This is day twenty-two of the SQL Advent 2012 series of blog posts. Today we are going to look at how to test your backup and failover strategy
Let’s say your CEO comes to you and asks if your backups are good, you say yes, the CEO proceeds to tell you that the board will be arriving in 5 minutes and he will do a hard unplug of your main server. Have the backup restored within 1 hour. How comfortable are you now? Do you actually even test your backups, how do you know that they are not corrupt? What about failover to the other data center, has this been tested, do you know that it will work?
With Hurricane Sandy causing havoc a couple of weeks ago where whole data centers ran out of fuel and generators didn’t start up, there are a whole bunch of companies rethinking their HA/DR strategy.

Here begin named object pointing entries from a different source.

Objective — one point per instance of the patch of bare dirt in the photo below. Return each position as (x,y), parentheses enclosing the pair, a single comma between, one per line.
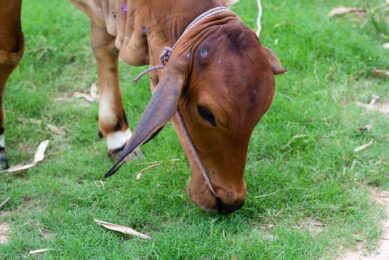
(312,225)
(382,252)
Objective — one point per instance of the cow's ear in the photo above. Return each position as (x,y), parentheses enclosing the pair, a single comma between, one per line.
(274,61)
(161,108)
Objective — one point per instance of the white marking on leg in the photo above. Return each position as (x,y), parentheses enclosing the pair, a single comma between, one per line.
(106,113)
(2,141)
(259,26)
(118,139)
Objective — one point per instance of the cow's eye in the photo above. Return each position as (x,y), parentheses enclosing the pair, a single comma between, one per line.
(206,115)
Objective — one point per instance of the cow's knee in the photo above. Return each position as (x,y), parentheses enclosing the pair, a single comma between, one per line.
(10,55)
(3,158)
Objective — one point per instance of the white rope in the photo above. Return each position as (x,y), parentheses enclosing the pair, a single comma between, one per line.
(259,25)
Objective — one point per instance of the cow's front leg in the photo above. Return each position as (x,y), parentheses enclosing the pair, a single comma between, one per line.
(11,51)
(113,124)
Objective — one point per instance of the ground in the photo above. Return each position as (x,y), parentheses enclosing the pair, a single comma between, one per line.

Is it really wise having your data center not enough geographically dispersed. I mean if your main data center is in New York City and your backup data center is in Jersey City or Secaucus then you will be in trouble when a storm like Sandy comes along.
One way I test backups is that I keep a hot backup server for some of the databases that are not changing as frequently as others. I basically have SQL jobs that backup the databases from one server straight to the other server, then a restore is done, permissions are fixed and checkdb is run. Another way I test the backups with some bigger databases is that I do restores to our staging server once a week or so, these restores take about 6 hours or so.
You need to test restoring full backups, you also need to test applying differential and transaction log backups. Ideally you want this automated.
Where do you store your backups? Next to the server in a bin are all the tapes? Bad idea. You need to store the backups offsite or be doing backups to the other datacenter. Your backups cannot be only in the same location as the server that you are backing up from.
See also this post by Ted Krueger for some more backup information: Backups are for sissies!!!
We have a 200 page or so document that explains in detail what needs to happen if we switch data centers or if we have to rebuild a whole data center in the case of a catastrophe. How long would it take you to rebuild a server, install SQL server, installing all the apps and making sure that all the permissions are correct…….oh what…oh you didn’t think you needed to backup master and tempdb. Hopefully you have all your jobs and SSIS packages scripted out or backed up. What about the permissions and accounts, do you know all the accounts that you need to create in case you don’t have a master backup?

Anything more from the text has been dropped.